Minutes, June 13, 2000

Discussion --

Line number table

    This was followup to discussion on the email list. Section
    6.2 in the Dwarf 2 spec describes line number information. Some
    comments on the email list questioned the meaning of is_stmt,
    and whether having a default value for it was useful.

    General consensus was that a default value was both reasonable
    and useful. As suggested in the commentary, a simple code generator
    would only emit a single line number entry, which would represent
    the start of a statement. More sophisticated code generators
    (the comment at the top of page 53 mentions "pipeline scheduling
    code generators", which probably would be better described as
    "optimizing code generators") might generate multiple line number
    entries, but only one is identified as the statement boundary, so
    it would have a default of false and use the DW_LNS_negate_stmt
    to set the flag to true on the entry marking the statement boundary.
    There was the suggestion that the word "would" be replaced by
    "might" in the comment at the top of page 53, although it isn't
    obvious that this would clarify anything.

    There was some discussion about what "statement boundary" as used
    in the commentary at the bottom of page 52 actually was intended
    to mean.

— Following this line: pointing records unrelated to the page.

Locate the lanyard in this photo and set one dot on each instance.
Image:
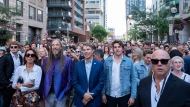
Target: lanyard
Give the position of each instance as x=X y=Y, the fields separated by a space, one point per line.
x=163 y=85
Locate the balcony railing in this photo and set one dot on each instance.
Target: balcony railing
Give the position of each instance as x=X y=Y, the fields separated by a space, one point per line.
x=78 y=3
x=60 y=14
x=56 y=3
x=57 y=26
x=78 y=19
x=78 y=27
x=79 y=11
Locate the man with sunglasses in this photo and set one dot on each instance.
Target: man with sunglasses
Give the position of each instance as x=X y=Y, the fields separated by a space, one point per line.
x=9 y=63
x=162 y=88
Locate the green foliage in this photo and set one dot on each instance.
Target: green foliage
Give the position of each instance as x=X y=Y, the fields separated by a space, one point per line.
x=100 y=32
x=149 y=22
x=7 y=22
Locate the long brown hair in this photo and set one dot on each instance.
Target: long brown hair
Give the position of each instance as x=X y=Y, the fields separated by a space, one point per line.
x=51 y=57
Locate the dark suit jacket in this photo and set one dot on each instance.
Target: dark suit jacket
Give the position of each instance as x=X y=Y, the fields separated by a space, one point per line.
x=6 y=69
x=176 y=93
x=96 y=83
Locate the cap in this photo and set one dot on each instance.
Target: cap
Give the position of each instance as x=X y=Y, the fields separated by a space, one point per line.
x=3 y=48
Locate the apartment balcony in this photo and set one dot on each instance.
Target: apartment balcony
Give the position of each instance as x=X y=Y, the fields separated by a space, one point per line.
x=63 y=4
x=79 y=11
x=58 y=26
x=79 y=3
x=60 y=14
x=79 y=27
x=79 y=20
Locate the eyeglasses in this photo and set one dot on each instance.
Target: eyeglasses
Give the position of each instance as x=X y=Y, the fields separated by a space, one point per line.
x=163 y=61
x=14 y=47
x=28 y=55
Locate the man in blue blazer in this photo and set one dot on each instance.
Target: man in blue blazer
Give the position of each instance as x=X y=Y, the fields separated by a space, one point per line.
x=88 y=80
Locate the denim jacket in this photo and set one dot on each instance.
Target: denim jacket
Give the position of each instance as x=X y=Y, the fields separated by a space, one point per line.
x=141 y=71
x=127 y=77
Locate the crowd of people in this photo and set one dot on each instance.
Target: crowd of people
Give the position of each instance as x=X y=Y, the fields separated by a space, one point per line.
x=105 y=74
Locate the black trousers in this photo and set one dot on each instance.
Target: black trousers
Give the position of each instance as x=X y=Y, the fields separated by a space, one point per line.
x=7 y=95
x=117 y=102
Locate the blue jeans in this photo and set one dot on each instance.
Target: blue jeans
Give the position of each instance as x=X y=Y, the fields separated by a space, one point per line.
x=1 y=100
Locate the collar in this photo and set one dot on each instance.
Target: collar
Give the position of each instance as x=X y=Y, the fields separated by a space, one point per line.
x=33 y=69
x=166 y=78
x=89 y=61
x=120 y=60
x=14 y=55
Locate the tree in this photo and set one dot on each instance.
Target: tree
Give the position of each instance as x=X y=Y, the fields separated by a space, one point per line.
x=99 y=32
x=151 y=22
x=7 y=22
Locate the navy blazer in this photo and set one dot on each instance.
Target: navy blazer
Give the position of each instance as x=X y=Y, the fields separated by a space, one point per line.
x=62 y=79
x=96 y=83
x=176 y=93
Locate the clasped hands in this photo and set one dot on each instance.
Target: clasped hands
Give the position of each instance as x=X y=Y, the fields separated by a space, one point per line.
x=87 y=97
x=28 y=84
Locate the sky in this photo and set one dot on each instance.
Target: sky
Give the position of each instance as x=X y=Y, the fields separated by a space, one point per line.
x=116 y=15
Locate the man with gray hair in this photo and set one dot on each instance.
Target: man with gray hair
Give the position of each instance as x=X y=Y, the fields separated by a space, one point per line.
x=162 y=88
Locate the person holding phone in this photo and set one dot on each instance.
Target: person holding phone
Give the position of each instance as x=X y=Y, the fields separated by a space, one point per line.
x=30 y=74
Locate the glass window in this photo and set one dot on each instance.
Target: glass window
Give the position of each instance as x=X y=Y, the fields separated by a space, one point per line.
x=185 y=4
x=19 y=8
x=40 y=16
x=32 y=13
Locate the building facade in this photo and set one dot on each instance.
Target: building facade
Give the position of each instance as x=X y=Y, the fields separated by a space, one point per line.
x=67 y=17
x=32 y=19
x=182 y=13
x=141 y=4
x=94 y=11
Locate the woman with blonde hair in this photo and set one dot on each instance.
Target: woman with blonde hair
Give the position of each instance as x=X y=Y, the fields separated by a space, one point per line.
x=137 y=55
x=177 y=65
x=42 y=53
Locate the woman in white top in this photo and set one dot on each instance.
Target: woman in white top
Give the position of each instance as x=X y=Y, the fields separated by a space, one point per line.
x=30 y=74
x=106 y=52
x=177 y=65
x=137 y=55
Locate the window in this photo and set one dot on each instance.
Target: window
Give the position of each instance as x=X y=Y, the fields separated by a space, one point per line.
x=19 y=8
x=40 y=16
x=185 y=4
x=32 y=13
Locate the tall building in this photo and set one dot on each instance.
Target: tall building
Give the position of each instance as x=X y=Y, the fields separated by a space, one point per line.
x=141 y=4
x=32 y=19
x=105 y=13
x=94 y=11
x=66 y=16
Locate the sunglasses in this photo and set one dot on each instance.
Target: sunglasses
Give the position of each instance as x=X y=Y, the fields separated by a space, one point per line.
x=163 y=61
x=14 y=47
x=28 y=55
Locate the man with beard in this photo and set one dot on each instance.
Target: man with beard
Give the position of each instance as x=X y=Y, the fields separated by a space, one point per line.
x=57 y=76
x=88 y=80
x=120 y=80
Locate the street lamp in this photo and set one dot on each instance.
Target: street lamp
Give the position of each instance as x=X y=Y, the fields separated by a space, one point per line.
x=67 y=25
x=173 y=11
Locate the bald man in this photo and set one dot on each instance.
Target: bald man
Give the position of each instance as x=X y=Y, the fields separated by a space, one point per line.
x=162 y=88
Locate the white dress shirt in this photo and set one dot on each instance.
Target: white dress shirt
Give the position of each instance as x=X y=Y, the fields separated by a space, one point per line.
x=17 y=63
x=88 y=66
x=115 y=80
x=154 y=95
x=35 y=73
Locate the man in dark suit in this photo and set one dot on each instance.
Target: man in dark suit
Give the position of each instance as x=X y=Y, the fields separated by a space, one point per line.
x=88 y=80
x=162 y=89
x=9 y=63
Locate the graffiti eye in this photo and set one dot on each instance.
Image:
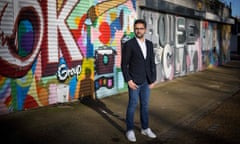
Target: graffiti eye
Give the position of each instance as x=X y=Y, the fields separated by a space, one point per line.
x=25 y=38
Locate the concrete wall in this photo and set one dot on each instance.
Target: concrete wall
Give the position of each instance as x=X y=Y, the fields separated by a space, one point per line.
x=60 y=51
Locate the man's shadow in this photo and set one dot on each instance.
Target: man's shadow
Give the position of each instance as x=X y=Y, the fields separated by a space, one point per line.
x=102 y=110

This could be better expressed as "start of statement",
    or where the debugger would be expected to stop while stepping
    through the program. Whether this is the first instruction emitted
    for a statement, or the instruction which performs an assignment,
    or some other location, is a quality of implementation or style
    issue which should be determined by the compiler writers and
    debugger developers.

    The suggestion, passed on second hand from compiler developers,
    that once the code was generated that there were no statement
    boundaries, was felt to be, at best, unhelpful to people trying
    to debug programs generated by the compiler. The compiler needs
    to identify statement boundaries if there is to be any chance that
    the debugger will be able to step between them.

Global types section

    James Cownie called in from England to offer some explanatory
    comments about proposal 000405.1. This is an optimization for
    looking up class types, similar in intent to the Pubnames
    optimization. There is a representation issue about names generated
    by templates and template functions -- whether the mangled name or a
    canonical version of the user declared name should be used.

    Jim's comments were very helpful and this proposal will be considered
    at a future meeting.

Issue discussion:

000517.1     .debug_pubnames definition

    The description in section 6.1.1 mentions "global objects". This
    usage is probably appropriate from the viewpoint of a linker,
    where everything, whether code or data, is an object. But more
    modern usage has objects only containing data. This proposal
    adds "and functions" to make it clear that both data and code
    are included.

    Approved as an editorial change.

991110.1 Namespaces

    This proposal adds descriptions to Dwarf 2 to describe C++ namespaces.

    There was some discussion about where this should be placed in the
    Dwarf specification. Although there was a suggestion that namespaces
    are really different from other topics, it seems most appropriate to
    include it in Chapter 3, Program Scope Entries, where module is also

    It was noted that this may be an incompatible change. If a debugger
    encounters a Namespace DIE, does not recognize it, and skips over all
    of it's child entries, it may miss definitions for types which are
    referenced by later DIEs. Depending on how the debugger handles these
    references, this may be an incompatible or a benign change.